Bittor Garamendi, abogado y fraile franciscano: “Lo importante es el secreto natural humano. Todos precisamos de alguien en quien confiar”

Por Maria José Cámara

Bittor Garamendi

Bittor Garamendi es abogado y fraile franciscano. Este letrado ha sabido coordinar su  vocación jurídica especializada en Derecho de Familia, con la religiosa.
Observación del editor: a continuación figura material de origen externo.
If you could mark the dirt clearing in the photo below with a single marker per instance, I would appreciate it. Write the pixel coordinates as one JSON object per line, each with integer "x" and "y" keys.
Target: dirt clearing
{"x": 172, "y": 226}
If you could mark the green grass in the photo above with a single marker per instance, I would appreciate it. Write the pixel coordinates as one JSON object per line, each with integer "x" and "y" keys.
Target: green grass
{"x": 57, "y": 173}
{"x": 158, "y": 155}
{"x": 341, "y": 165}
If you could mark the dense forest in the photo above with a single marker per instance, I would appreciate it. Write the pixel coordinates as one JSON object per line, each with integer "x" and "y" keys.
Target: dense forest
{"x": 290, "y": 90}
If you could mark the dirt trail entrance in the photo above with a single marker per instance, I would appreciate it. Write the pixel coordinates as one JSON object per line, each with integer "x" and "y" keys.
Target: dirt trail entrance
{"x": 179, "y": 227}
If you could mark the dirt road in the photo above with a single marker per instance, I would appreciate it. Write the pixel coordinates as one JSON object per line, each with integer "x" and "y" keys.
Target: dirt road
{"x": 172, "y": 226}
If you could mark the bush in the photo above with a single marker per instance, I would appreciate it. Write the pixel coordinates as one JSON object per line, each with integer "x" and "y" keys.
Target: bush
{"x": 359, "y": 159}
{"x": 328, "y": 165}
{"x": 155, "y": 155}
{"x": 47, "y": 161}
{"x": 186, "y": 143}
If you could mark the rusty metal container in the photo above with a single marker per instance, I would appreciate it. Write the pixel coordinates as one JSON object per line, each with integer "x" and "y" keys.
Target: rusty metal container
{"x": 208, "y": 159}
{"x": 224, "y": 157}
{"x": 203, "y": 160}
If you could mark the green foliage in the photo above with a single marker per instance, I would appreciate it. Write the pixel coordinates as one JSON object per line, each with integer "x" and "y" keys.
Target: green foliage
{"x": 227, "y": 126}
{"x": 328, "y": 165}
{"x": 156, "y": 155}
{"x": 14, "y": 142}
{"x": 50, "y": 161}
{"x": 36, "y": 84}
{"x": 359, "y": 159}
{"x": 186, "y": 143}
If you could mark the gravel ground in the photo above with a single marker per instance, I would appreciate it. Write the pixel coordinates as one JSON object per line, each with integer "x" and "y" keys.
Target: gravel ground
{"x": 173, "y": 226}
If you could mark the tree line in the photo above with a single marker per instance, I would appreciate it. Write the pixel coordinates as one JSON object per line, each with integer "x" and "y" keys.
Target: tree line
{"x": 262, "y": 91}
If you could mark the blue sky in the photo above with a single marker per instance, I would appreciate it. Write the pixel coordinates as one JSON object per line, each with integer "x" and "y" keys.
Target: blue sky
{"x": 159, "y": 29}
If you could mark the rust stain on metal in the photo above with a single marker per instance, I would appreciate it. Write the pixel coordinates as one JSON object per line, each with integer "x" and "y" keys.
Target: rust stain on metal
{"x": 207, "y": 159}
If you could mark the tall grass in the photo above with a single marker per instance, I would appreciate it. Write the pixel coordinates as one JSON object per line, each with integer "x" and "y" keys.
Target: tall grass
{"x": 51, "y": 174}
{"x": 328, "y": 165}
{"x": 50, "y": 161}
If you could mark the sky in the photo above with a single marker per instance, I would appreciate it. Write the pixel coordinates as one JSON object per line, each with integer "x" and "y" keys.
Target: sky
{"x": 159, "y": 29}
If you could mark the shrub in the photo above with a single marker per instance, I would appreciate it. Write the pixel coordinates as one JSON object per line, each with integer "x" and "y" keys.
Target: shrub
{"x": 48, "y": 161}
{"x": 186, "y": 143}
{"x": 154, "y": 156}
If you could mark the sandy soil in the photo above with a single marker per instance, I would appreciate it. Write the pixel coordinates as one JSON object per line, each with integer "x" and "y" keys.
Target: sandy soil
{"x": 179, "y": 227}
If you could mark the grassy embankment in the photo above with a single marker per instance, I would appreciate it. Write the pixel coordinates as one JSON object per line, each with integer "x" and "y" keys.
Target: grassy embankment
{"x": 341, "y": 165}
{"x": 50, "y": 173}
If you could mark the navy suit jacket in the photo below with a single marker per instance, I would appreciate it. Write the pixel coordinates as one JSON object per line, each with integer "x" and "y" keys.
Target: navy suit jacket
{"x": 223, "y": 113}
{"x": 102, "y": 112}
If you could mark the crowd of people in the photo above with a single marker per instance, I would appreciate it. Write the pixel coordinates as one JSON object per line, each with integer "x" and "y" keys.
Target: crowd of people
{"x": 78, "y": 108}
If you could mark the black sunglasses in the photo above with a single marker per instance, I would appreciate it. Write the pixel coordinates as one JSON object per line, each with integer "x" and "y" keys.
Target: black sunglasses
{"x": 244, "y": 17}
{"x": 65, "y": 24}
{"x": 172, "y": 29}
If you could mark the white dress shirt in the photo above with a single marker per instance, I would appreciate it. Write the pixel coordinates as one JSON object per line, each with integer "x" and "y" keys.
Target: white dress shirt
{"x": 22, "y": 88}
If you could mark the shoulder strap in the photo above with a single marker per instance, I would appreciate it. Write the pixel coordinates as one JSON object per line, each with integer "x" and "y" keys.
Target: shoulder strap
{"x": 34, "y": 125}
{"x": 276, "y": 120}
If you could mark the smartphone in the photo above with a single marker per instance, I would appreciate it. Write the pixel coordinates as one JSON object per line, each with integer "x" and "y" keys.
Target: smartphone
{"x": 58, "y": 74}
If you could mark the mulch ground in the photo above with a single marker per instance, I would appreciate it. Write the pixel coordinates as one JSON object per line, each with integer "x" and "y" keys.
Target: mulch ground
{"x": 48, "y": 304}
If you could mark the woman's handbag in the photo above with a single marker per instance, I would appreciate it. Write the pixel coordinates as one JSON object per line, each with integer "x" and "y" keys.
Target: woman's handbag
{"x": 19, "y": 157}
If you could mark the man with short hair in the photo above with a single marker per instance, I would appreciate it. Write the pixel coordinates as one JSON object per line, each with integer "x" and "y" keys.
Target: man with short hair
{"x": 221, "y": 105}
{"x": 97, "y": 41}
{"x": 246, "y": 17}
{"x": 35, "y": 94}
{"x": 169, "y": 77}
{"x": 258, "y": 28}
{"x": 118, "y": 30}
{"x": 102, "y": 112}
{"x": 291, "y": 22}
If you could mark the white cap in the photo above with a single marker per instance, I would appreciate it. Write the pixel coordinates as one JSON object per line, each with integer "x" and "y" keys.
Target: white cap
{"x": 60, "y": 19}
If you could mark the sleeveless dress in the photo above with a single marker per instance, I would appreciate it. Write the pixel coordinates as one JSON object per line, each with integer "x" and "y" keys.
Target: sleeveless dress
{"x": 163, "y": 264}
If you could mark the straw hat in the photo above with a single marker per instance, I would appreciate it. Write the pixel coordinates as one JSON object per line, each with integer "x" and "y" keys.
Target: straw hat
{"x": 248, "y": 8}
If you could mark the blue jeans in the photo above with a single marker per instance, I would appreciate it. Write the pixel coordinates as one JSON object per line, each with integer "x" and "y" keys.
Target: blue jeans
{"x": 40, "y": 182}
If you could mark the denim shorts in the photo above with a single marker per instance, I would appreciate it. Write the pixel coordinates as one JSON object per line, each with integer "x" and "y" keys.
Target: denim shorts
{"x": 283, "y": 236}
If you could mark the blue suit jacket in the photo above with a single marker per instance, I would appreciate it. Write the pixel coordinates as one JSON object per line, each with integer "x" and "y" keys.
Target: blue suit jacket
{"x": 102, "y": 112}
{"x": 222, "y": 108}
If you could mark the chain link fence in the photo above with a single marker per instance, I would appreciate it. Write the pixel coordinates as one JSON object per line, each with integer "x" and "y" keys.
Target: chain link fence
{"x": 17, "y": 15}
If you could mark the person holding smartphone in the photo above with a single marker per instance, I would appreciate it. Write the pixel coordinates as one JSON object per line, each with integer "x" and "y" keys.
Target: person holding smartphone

En la actualidad, desarrolla el cargo coadjutor en la parroquia de los Padres Franciscanos en Duque de Mandas de Donostia.

Por su labor como letrado al servicio de la profesión, el Colegio de Abogados de Gipuzkoa ha reconocido su trayectoria y le ha hecho entrega del Premio “Domingo Arizmendi” a la Ética Jurídica, por su “modelo de compromiso ético y su comportamiento afable, sencillo y honrado”, además de por representar los valores de “solvencia ética y deontológica del Derecho”.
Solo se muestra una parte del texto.